This is likely my last post for 2020. I’m in the midst of a staycation which involves sleeping in until mid-morning, laying on the couch binge-watching Apple TV and Disney + shows, re-reading The Lord of the Rings trilogy, and eating copious amounts of Christmas cookies. Oh, and of course, continuing my sort-of daily walking with Leslie Sansone’s Walk at Home! It’s a tough life…but I am relishing every moment. 🙂
2020 has been a….well…you can fill in the blank with your favorite descriptive word. We seem to have swung from one crisis to the next. Pandemic, racial injustice, contested election, economic hardship, pandemic again. It’s been stressful and exhausting, and for many it has been utterly devastating. So, how do we close out a year that has brought such tragedy to so many people? We end as we begin…with love.
God is love. It is this love that we celebrated on Christmas. God loved us so much that he sent his own son into the world to redeem it. God wants to be reconciled to us, his beloved. He has pursued us across time and space, from the Garden of Eden to the cross in an effort to open the door of our hearts to receive his love. As John tells us in the above passage, God sent his son into the world so we might live through him. And what does this life lived in the Son look like? John has an answer for that too–it looks like love. We live through Christ when we love others as God loved us. When we reach out beyond ourselves, beyond our own opinions and desires and personal ambitions to show another person that they are valued and have worth, then we are living through Christ. John says, “we ought to love each other”. So that is my prayer for all of us as we leave 2020 and embark on whatever the new year might hold. We ought to love each other.

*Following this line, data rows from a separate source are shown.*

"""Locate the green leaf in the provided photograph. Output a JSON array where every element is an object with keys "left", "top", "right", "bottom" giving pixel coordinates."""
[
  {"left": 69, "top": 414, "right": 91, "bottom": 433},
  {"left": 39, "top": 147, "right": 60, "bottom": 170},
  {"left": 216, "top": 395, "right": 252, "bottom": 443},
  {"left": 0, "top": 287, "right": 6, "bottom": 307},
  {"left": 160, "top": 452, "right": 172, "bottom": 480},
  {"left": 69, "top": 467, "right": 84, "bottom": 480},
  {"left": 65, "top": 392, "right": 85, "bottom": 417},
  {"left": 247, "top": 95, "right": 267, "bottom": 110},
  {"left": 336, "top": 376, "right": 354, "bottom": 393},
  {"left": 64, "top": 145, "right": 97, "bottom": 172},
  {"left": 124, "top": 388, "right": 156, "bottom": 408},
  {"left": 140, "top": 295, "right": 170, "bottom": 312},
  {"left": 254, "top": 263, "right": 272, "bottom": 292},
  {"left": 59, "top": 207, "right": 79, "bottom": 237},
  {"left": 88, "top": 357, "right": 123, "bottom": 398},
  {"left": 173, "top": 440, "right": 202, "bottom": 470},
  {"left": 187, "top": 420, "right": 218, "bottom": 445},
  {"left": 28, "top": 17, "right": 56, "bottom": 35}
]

What might 2021 look like if each of us makes the conscious decision to love each other? Would there be less sniping and bickering? Would there be less judging and condemning? Would there be more compassion and empathy? Would there be more encouragement and peace? I think so. I think, as we continue to navigate these uncharted waters, love is the key. We ought to love each other. This means thinking the best of people, not anticipating their worst. This means offering the hand of forgiveness, not the middle finger. This means listening to others instead of shouting out our own opinion. But above all, this means accepting the fact that those we interact with on a daily basis are also beloved children of God.
We ought to love each other.
This is love: not that we loved God, but that he loved us. The following is a prayer ascribed to St. Anselm. As we end 2020 and venture into 2021, let us take this prayer to heart. Let us love each other with the love that comes from a life lived in Christ. We ought to love each other. Will you pray with me?
Lord, because you have made me, I owe you the whole of my love; because you have redeemed me, I owe you the whole of myself; because you have promised so much, I owe you my whole being.
Moreover, I owe you as much more love than myself as you are greater than I, for whom you gave yourself and to whom you promised yourself.
I pray you, Lord, make me taste by love what I taste by knowledge; let me know by love what I know by understanding.
I owe you more than my whole self, but I have no more, and by myself I cannot render the whole of it to you.
Draw me to you, Lord, in the fullness of your love. I am wholly yours by creation; make me all yours, too, in love.